Big Data is a known term – but how exactly it works and how much it is crucial in daily life?
The definition of Big Data explains the amount of data stored by AI. Sometimes the compilation of the information is so extensive that the conventional method also fails.
Being in a Digital Age, the information about us has turned massive with time and tends to grow every day. But why use it? And how much has the industry evolved in recent times is also a matter of concern as data security is also a high priority.
Beginning of Big Data:
Definition of Big Data includes three V’s, which are:
• Volume: It deals with a pretty significant amount of data, and its size on storage devices also matters. While a single piece of information virtually weighs nothing on a grand scale of things, but there are billions of beings on this planet, and every single one of them has seemingly limitless inherent data. This data, when summed up, takes an extraordinary amount of space. According to studies, an average person creates over 1.5 megabytes of data every second! This data collection requires an ever-expanding storage space – after all, we need to save all this data somewhere.
• Velocity: It refers to the generation speed of new data. It creates a challenge to Big Data companies, as that speed is constantly increasing, often outperforming R&D capabilities. The connection of velocity is also with the rate at which companies can process and analyze this data not to create a seemingly infinite backlog of information that will be indecipherable.
• Variety: It is an exciting concept related to the nature of the data itself. As we move from structured data to unstructured or semi-structured, the data becomes harder and harder to process. Big Data technologies focus on these types of data, trying to make heads or tails out of a massive, ever-increasing amount of very varied data – a genuinely colossal task.
As the field of Big Data advanced, it used many variables to define the term. These depend on the definition provider, but most seem to follow the “V” trend set earlier.
• Value: What you can get from stored data and to what extent you can make future predictions is value.

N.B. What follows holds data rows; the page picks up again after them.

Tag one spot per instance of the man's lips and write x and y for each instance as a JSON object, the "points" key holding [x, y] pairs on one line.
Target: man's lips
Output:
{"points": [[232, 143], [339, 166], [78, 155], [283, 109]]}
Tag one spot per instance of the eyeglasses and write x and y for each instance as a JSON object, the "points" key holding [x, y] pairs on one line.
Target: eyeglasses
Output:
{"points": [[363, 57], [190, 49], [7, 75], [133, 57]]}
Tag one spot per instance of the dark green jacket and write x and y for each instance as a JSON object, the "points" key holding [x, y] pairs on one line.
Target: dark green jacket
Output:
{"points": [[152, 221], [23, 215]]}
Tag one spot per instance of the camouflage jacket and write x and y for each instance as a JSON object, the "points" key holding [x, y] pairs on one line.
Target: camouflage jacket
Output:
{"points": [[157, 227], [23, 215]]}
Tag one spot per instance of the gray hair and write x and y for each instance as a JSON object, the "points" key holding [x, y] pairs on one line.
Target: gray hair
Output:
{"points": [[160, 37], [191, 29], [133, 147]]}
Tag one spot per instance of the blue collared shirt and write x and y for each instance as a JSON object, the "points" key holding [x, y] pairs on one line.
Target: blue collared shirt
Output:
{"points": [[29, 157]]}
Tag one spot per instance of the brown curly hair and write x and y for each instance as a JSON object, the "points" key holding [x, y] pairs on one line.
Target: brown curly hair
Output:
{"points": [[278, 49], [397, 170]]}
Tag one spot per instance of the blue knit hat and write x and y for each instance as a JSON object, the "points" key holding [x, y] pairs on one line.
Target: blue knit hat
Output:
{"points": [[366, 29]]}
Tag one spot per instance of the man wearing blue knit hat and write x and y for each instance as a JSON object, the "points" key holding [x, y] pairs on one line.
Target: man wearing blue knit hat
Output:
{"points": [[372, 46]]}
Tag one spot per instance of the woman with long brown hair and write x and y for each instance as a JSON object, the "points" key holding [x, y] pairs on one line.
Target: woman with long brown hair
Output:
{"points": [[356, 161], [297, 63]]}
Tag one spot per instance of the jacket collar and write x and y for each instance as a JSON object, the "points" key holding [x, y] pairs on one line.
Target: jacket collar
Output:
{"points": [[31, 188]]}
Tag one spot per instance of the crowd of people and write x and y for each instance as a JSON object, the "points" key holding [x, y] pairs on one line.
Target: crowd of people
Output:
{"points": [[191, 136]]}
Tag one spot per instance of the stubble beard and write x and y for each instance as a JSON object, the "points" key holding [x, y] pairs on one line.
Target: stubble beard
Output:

• Variability: It is related to variety, but on the ever-changing formats, sources, and structures of Big Data between analyses.
• Veracity: It means how accurate the data seems and to what extent it can rely upon. Vast amounts of low-quality data might not be as adequate as more petite amounts of high-quality data, which is still a topic of ongoing debate.
Is Big Data influencing mediocre’s life?
Even if we are not aware of it, Big Data is already a big part of our life – for example, Artificial Intelligence.
Yes, AI isn’t entirely a thing of science fiction anymore. Intelligent assistants like Alexa or Siri, nowadays available globally but wouldn’t have been viable without it – or at least, not in the scope they endure now.
Likewise, it goes for technologies like self-driving cars by Tesla. By investigating humongous amounts of data, developers can recreate civilized behaviour that software would have otherwise been thought impossible to imitate. Machine Learning and Deep Learning based on Big Data allow programs to continuously analyze the same way humans do.
What’s Big Data’s worth?
In 2019, the Big Data capital achieved a worldwide income of $67 billion and is growing fast, especially with the developing popularity of cloud-based storage solutions. Experts estimate that the Big Data analytics business will break the bar of $100 billion by 2023!
However, the generation of more and more data becomes a severe issue for companies, especially those without the means to process it. According to Forbes, over 90% of corporations struggle with managing unstructured data, highlighting how vital it is to invest in its analysis.
As Big Data is a booming industry, no matter who investing in, it will let you win the half battle of arranging heavy data.